Popular web infrastructure provider Cloudflare suffered a widespread outage earlier last night, affecting a myriad of services including Discord, Medium, and Riot among others.

This critical outage began around 5:15 pm EST (2:45 am IST) and lasted about 27-minutes, as per the official blog post. Many websites rely on Cloudflare to speed up their websites, prevent DDoS or DoS attacks, and many other benefits. Even Beebom relies on Cloudflare to load the website in a jiffy.

Users visiting affected websites or apps saw the same error message in their browser windows. It was unable to resolve the DNS, thus, it couldn’t load the IP address that you were trying to fetch. The Status page reveals that Cloudflare started investigating the outage in 20 minutes, with the issue being completely fixed within an hour.

No, Cloudflare was not hit by a DDoS attack nor did it witness any data breach. The company made it clear right away and launched an investigation into the issue. It’s now found that a ‘configuration error’ was the root cause of the network outage. “It appears a router on our global backbone announced bad routes and caused some portions of the network to not be available,” said the company on the Status page.
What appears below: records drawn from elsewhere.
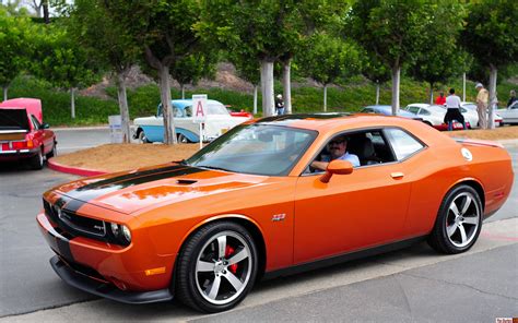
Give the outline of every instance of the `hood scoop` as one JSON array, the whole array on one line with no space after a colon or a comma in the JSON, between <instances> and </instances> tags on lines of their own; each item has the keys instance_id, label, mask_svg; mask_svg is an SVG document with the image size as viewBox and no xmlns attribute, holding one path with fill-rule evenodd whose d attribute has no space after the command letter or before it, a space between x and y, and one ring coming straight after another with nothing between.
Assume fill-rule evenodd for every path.
<instances>
[{"instance_id":1,"label":"hood scoop","mask_svg":"<svg viewBox=\"0 0 518 323\"><path fill-rule=\"evenodd\" d=\"M191 179L179 179L176 181L177 184L180 184L180 186L190 186L190 184L193 184L198 182L197 180L191 180Z\"/></svg>"}]
</instances>

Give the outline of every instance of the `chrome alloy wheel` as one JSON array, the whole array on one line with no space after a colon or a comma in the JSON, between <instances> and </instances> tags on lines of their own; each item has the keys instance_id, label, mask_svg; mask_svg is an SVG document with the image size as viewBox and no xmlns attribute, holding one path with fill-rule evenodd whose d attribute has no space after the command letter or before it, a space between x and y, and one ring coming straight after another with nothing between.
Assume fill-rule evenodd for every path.
<instances>
[{"instance_id":1,"label":"chrome alloy wheel","mask_svg":"<svg viewBox=\"0 0 518 323\"><path fill-rule=\"evenodd\" d=\"M468 246L476 236L481 210L470 192L462 192L451 201L446 216L446 234L457 248Z\"/></svg>"},{"instance_id":2,"label":"chrome alloy wheel","mask_svg":"<svg viewBox=\"0 0 518 323\"><path fill-rule=\"evenodd\" d=\"M212 304L226 304L245 290L252 271L250 247L234 231L214 235L201 248L196 263L196 286Z\"/></svg>"}]
</instances>

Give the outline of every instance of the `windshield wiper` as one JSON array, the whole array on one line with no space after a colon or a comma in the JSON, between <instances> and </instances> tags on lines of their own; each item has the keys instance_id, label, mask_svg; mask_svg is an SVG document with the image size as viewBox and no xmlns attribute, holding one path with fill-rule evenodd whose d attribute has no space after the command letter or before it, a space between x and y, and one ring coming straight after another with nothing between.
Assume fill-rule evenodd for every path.
<instances>
[{"instance_id":1,"label":"windshield wiper","mask_svg":"<svg viewBox=\"0 0 518 323\"><path fill-rule=\"evenodd\" d=\"M209 165L196 165L196 167L202 167L202 168L209 168L209 169L214 169L214 170L223 170L223 171L233 172L233 170L229 170L229 169L226 169L226 168L223 168L223 167L215 167L215 166L209 166Z\"/></svg>"}]
</instances>

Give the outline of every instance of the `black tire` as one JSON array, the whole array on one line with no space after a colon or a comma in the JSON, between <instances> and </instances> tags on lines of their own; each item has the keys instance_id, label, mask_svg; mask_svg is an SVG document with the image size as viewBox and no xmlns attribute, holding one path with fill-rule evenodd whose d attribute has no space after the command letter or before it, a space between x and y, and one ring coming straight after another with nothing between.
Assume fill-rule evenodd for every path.
<instances>
[{"instance_id":1,"label":"black tire","mask_svg":"<svg viewBox=\"0 0 518 323\"><path fill-rule=\"evenodd\" d=\"M38 149L38 153L28 159L28 165L34 170L39 170L43 168L43 149Z\"/></svg>"},{"instance_id":2,"label":"black tire","mask_svg":"<svg viewBox=\"0 0 518 323\"><path fill-rule=\"evenodd\" d=\"M482 228L483 207L471 187L452 188L440 204L428 244L442 253L461 253L476 241Z\"/></svg>"},{"instance_id":3,"label":"black tire","mask_svg":"<svg viewBox=\"0 0 518 323\"><path fill-rule=\"evenodd\" d=\"M223 258L220 258L221 248ZM237 258L240 260L235 264L229 263ZM246 297L255 283L257 268L256 243L243 226L231 222L209 224L186 241L178 255L175 294L195 310L226 311ZM211 292L214 290L215 295Z\"/></svg>"},{"instance_id":4,"label":"black tire","mask_svg":"<svg viewBox=\"0 0 518 323\"><path fill-rule=\"evenodd\" d=\"M58 144L54 142L52 149L47 154L47 160L56 156L58 156Z\"/></svg>"},{"instance_id":5,"label":"black tire","mask_svg":"<svg viewBox=\"0 0 518 323\"><path fill-rule=\"evenodd\" d=\"M142 144L149 144L150 141L148 140L148 137L145 136L145 133L143 130L140 130L139 131L139 135L137 136L139 143L142 143Z\"/></svg>"},{"instance_id":6,"label":"black tire","mask_svg":"<svg viewBox=\"0 0 518 323\"><path fill-rule=\"evenodd\" d=\"M179 143L181 144L187 144L187 143L190 143L189 139L187 136L185 136L184 134L181 133L178 133L176 135L176 139L178 140Z\"/></svg>"}]
</instances>

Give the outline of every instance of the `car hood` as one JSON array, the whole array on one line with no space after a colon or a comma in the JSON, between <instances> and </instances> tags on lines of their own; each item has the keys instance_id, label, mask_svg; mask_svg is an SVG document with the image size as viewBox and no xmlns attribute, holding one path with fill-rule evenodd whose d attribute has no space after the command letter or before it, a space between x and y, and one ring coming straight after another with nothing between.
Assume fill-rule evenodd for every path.
<instances>
[{"instance_id":1,"label":"car hood","mask_svg":"<svg viewBox=\"0 0 518 323\"><path fill-rule=\"evenodd\" d=\"M149 206L207 198L262 184L268 177L179 164L82 179L56 188L80 203L131 214Z\"/></svg>"}]
</instances>

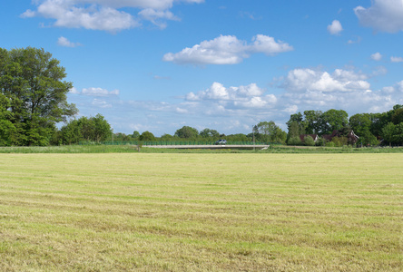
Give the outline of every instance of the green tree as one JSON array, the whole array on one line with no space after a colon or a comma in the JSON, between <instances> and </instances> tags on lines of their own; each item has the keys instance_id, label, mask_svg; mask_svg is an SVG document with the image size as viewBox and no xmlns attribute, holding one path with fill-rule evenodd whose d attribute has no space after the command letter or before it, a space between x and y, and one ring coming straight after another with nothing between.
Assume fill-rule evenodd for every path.
<instances>
[{"instance_id":1,"label":"green tree","mask_svg":"<svg viewBox=\"0 0 403 272\"><path fill-rule=\"evenodd\" d=\"M321 111L305 111L305 133L306 134L319 134L322 132L325 125L322 118L323 112Z\"/></svg>"},{"instance_id":2,"label":"green tree","mask_svg":"<svg viewBox=\"0 0 403 272\"><path fill-rule=\"evenodd\" d=\"M220 138L220 133L217 131L211 129L204 129L200 131L200 136L202 138L211 138L211 140L218 140Z\"/></svg>"},{"instance_id":3,"label":"green tree","mask_svg":"<svg viewBox=\"0 0 403 272\"><path fill-rule=\"evenodd\" d=\"M343 110L329 110L322 114L323 134L330 134L335 130L341 130L349 124L349 114Z\"/></svg>"},{"instance_id":4,"label":"green tree","mask_svg":"<svg viewBox=\"0 0 403 272\"><path fill-rule=\"evenodd\" d=\"M155 136L150 131L144 131L139 137L140 141L155 141Z\"/></svg>"},{"instance_id":5,"label":"green tree","mask_svg":"<svg viewBox=\"0 0 403 272\"><path fill-rule=\"evenodd\" d=\"M93 140L96 142L105 141L112 133L111 125L101 114L96 114L95 117L91 117L90 120L93 122Z\"/></svg>"},{"instance_id":6,"label":"green tree","mask_svg":"<svg viewBox=\"0 0 403 272\"><path fill-rule=\"evenodd\" d=\"M253 128L255 139L262 142L284 142L287 133L284 132L273 121L260 121Z\"/></svg>"},{"instance_id":7,"label":"green tree","mask_svg":"<svg viewBox=\"0 0 403 272\"><path fill-rule=\"evenodd\" d=\"M183 139L196 139L199 136L199 131L195 128L183 126L175 131L175 135Z\"/></svg>"},{"instance_id":8,"label":"green tree","mask_svg":"<svg viewBox=\"0 0 403 272\"><path fill-rule=\"evenodd\" d=\"M359 113L349 120L349 126L359 137L359 143L363 145L378 145L377 137L371 133L371 115L369 113Z\"/></svg>"},{"instance_id":9,"label":"green tree","mask_svg":"<svg viewBox=\"0 0 403 272\"><path fill-rule=\"evenodd\" d=\"M304 137L304 143L305 143L305 145L308 145L308 146L314 146L315 145L315 141L313 140L312 137L308 135L308 136Z\"/></svg>"},{"instance_id":10,"label":"green tree","mask_svg":"<svg viewBox=\"0 0 403 272\"><path fill-rule=\"evenodd\" d=\"M14 144L14 136L16 129L11 120L13 113L8 111L10 102L0 93L0 146L10 146Z\"/></svg>"},{"instance_id":11,"label":"green tree","mask_svg":"<svg viewBox=\"0 0 403 272\"><path fill-rule=\"evenodd\" d=\"M132 134L133 139L137 140L137 139L139 139L139 137L140 137L139 131L133 131L133 134Z\"/></svg>"},{"instance_id":12,"label":"green tree","mask_svg":"<svg viewBox=\"0 0 403 272\"><path fill-rule=\"evenodd\" d=\"M10 101L11 121L16 130L15 143L46 145L55 123L77 110L67 103L72 83L60 62L44 49L0 50L0 90Z\"/></svg>"},{"instance_id":13,"label":"green tree","mask_svg":"<svg viewBox=\"0 0 403 272\"><path fill-rule=\"evenodd\" d=\"M395 129L395 141L399 145L403 145L403 121L397 124Z\"/></svg>"},{"instance_id":14,"label":"green tree","mask_svg":"<svg viewBox=\"0 0 403 272\"><path fill-rule=\"evenodd\" d=\"M301 141L300 141L300 137L291 137L287 141L288 145L300 145Z\"/></svg>"},{"instance_id":15,"label":"green tree","mask_svg":"<svg viewBox=\"0 0 403 272\"><path fill-rule=\"evenodd\" d=\"M394 124L398 125L400 122L403 122L403 108L398 108L395 110L395 112L392 114L392 120Z\"/></svg>"},{"instance_id":16,"label":"green tree","mask_svg":"<svg viewBox=\"0 0 403 272\"><path fill-rule=\"evenodd\" d=\"M382 128L382 137L385 141L389 142L389 146L392 145L392 141L395 138L396 126L393 122L388 122Z\"/></svg>"},{"instance_id":17,"label":"green tree","mask_svg":"<svg viewBox=\"0 0 403 272\"><path fill-rule=\"evenodd\" d=\"M290 120L287 121L287 127L289 130L289 132L287 133L287 143L289 143L289 141L291 138L300 138L300 135L305 134L307 124L303 120L302 113L298 112L291 114Z\"/></svg>"}]
</instances>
What exactly happened? Cloudflare says that it was working on another issue affecting its Chicago and Newark data centers. The network engineering team decided to route traffic through its Atlanta data center to ‘alleviate congestion’ but instead, it caused the network to tank. This is because the Atlanta router configuration ‘contained an error’ and saw all network traffic pass through here. This overwhelmed the Atlanta zone and ’caused Cloudflare network locations connected to the backbone to fail.’

Cloudflare confirms that the outage was widespread and affected close to 20 locations. This includes San Jose, Dallas, Seattle, Los Angeles, London, Paris, Moscow, and more. It saw traffic drop by about 50% across their network, as per the blog post. Cloudflare was quick to the scene and it’s a relief that we did not witness another hack this week.